Purpose: This study established a framework to audit environments supporting walking in neighborhoods.
Design: Cross-sectional analysis using a telephone survey and 200 objective environmental variables. SETTING. Urbanized King County, WA. SUBJECTS. 608 randomly sampled adults. Measures. Walking measures constructed from survey questions; objective environmental measures taken from parcel-level databases in Geographic Information Systems.
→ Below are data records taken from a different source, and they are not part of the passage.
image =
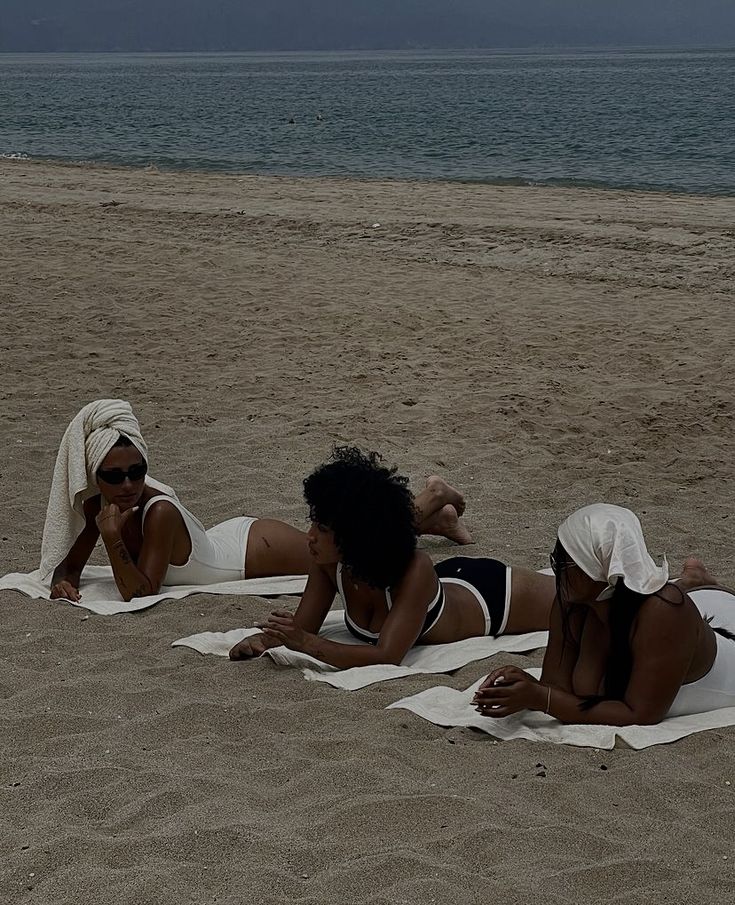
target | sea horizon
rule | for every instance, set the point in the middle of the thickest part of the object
(633, 118)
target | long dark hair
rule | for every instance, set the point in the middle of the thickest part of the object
(371, 511)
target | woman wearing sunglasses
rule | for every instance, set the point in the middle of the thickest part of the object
(626, 646)
(362, 542)
(151, 539)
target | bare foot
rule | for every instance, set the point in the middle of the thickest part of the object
(694, 574)
(446, 523)
(446, 493)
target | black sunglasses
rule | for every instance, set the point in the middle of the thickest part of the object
(558, 565)
(117, 475)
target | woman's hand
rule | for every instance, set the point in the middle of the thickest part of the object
(111, 521)
(281, 627)
(65, 590)
(252, 646)
(507, 690)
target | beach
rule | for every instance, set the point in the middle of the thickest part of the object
(540, 348)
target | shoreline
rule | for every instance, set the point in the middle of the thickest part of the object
(539, 348)
(509, 182)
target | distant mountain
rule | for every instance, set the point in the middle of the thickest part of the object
(210, 25)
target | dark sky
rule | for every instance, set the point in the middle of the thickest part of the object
(76, 25)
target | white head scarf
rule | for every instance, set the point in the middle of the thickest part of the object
(87, 440)
(607, 543)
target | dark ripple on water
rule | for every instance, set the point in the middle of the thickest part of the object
(629, 120)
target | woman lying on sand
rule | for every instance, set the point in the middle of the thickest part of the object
(362, 542)
(152, 539)
(626, 646)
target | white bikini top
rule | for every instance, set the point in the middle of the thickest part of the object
(433, 612)
(217, 555)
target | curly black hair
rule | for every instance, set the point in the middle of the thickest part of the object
(370, 510)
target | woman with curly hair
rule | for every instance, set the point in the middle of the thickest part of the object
(362, 540)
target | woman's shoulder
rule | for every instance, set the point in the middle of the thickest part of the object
(92, 505)
(670, 607)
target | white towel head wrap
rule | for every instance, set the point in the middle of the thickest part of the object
(86, 441)
(607, 543)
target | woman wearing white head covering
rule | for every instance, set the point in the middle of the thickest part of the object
(101, 489)
(625, 646)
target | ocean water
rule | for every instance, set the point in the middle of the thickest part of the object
(644, 119)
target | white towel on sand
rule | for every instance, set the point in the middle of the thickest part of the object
(449, 707)
(100, 594)
(89, 437)
(424, 658)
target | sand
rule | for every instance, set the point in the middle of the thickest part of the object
(540, 348)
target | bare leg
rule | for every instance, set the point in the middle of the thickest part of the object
(438, 510)
(695, 574)
(446, 523)
(275, 548)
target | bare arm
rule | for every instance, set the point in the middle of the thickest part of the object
(563, 648)
(145, 577)
(663, 644)
(65, 580)
(399, 632)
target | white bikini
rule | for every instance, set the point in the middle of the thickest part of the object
(717, 688)
(216, 555)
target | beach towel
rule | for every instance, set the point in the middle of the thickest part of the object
(423, 658)
(449, 707)
(100, 593)
(89, 437)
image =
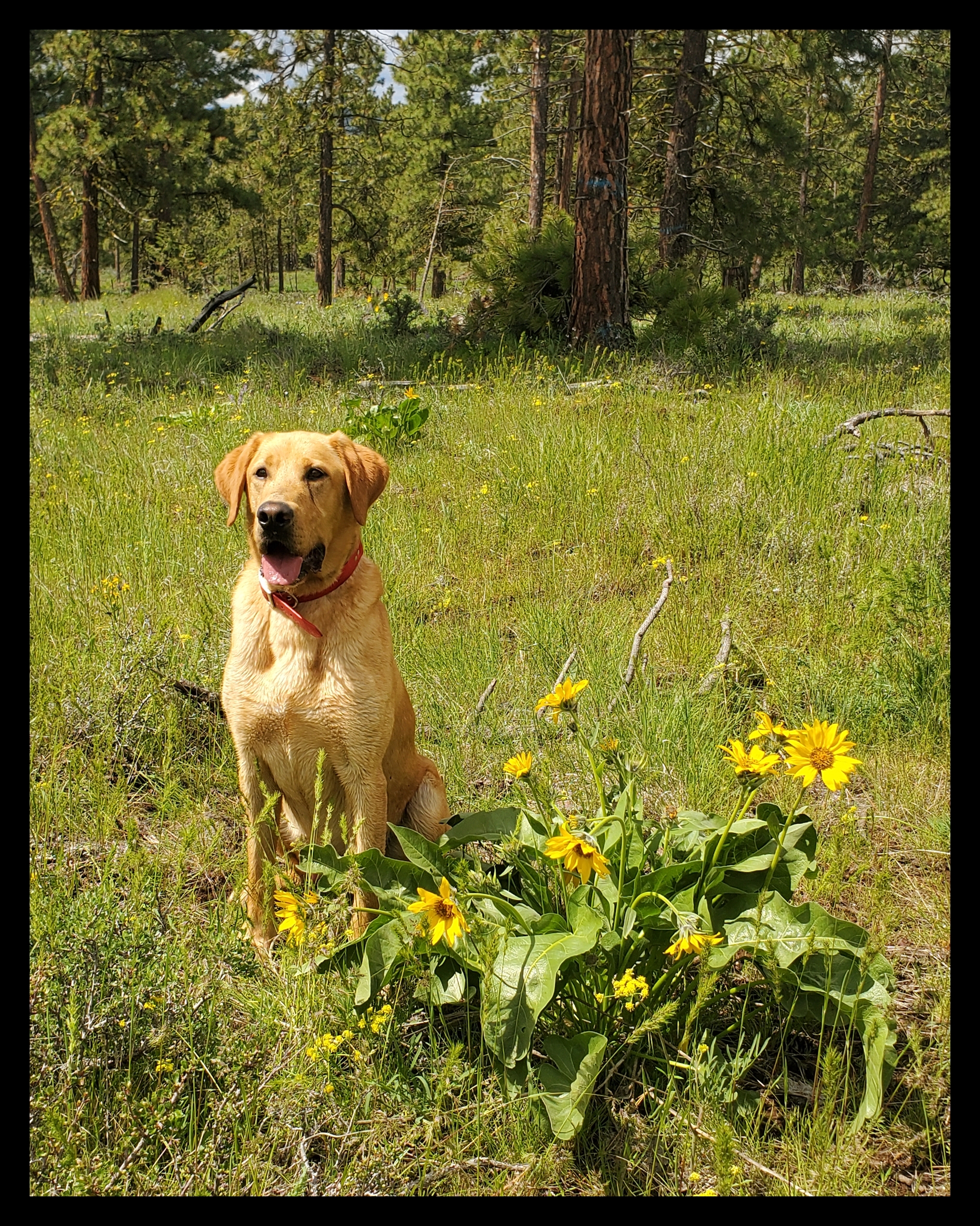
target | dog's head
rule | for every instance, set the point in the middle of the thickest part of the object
(307, 497)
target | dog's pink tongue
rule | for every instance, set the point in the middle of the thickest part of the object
(284, 569)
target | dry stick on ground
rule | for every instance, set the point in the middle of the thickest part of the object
(722, 658)
(484, 698)
(562, 676)
(638, 637)
(853, 425)
(213, 305)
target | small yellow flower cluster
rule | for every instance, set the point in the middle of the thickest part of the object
(631, 986)
(380, 1019)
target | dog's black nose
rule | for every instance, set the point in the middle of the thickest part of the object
(275, 515)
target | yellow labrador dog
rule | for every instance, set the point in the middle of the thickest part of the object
(311, 665)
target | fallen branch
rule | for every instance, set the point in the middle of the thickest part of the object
(638, 637)
(853, 426)
(484, 698)
(562, 676)
(213, 305)
(722, 658)
(199, 694)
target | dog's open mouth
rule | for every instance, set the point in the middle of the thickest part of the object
(284, 568)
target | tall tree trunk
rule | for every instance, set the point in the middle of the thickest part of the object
(572, 135)
(325, 236)
(600, 285)
(871, 162)
(799, 259)
(675, 204)
(91, 287)
(47, 221)
(134, 269)
(540, 57)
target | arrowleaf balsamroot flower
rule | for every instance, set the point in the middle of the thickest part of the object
(519, 766)
(292, 911)
(819, 749)
(563, 698)
(441, 910)
(767, 729)
(692, 943)
(750, 762)
(580, 854)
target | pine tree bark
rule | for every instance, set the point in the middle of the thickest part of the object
(675, 204)
(47, 221)
(871, 162)
(540, 63)
(799, 257)
(91, 287)
(600, 285)
(134, 268)
(325, 234)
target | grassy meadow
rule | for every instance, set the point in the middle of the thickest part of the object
(530, 519)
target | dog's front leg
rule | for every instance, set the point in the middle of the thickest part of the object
(366, 794)
(263, 828)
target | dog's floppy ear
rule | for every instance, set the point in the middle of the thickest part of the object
(231, 473)
(367, 473)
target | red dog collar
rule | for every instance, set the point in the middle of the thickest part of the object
(286, 603)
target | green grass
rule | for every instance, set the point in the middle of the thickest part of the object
(526, 523)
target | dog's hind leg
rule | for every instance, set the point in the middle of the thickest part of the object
(427, 811)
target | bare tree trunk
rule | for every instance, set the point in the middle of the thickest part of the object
(540, 57)
(871, 162)
(799, 259)
(675, 204)
(572, 137)
(325, 236)
(134, 274)
(600, 286)
(47, 221)
(91, 287)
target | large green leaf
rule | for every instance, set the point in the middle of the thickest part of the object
(383, 948)
(522, 982)
(490, 827)
(392, 878)
(570, 1082)
(421, 852)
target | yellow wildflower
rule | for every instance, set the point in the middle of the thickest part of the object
(292, 911)
(821, 749)
(767, 729)
(519, 766)
(692, 943)
(752, 762)
(579, 852)
(443, 915)
(563, 698)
Analysis: Multinomial models estimated the odds of people engaging in moderate walking (<149 min/wk) and in walking sufficiently to meet recommendations for health (150+ min/ wk), relative to not walking" and in walking sufficiently, relative to walking moderately. A base model consisted of survey variables, and final models incorporated both survey and environmental variables. RESULTS. Survey variables strongly associated with walking sufficiently to enhance health included household income, not having difficulty walking, using transit, perceiving social support for walking walking outside of the neighborhood, and having a dog (p < .01). The models isolated 14 environmental variables associated with walking sufficiently (pseudo R2 up to 0. 46). Measures of distance to neighborhood destinations dominated the results: shorter distances to grocery stores/markets, restaurants, and retail stores, but longer distances to offices or mixed-use buildings (p < .01 or .05). The density of the respondent's parcel was also strongly associated with walking sufficiently (p < .01). Conclusions. The study offered valid environmental measures of neighborhood walkability.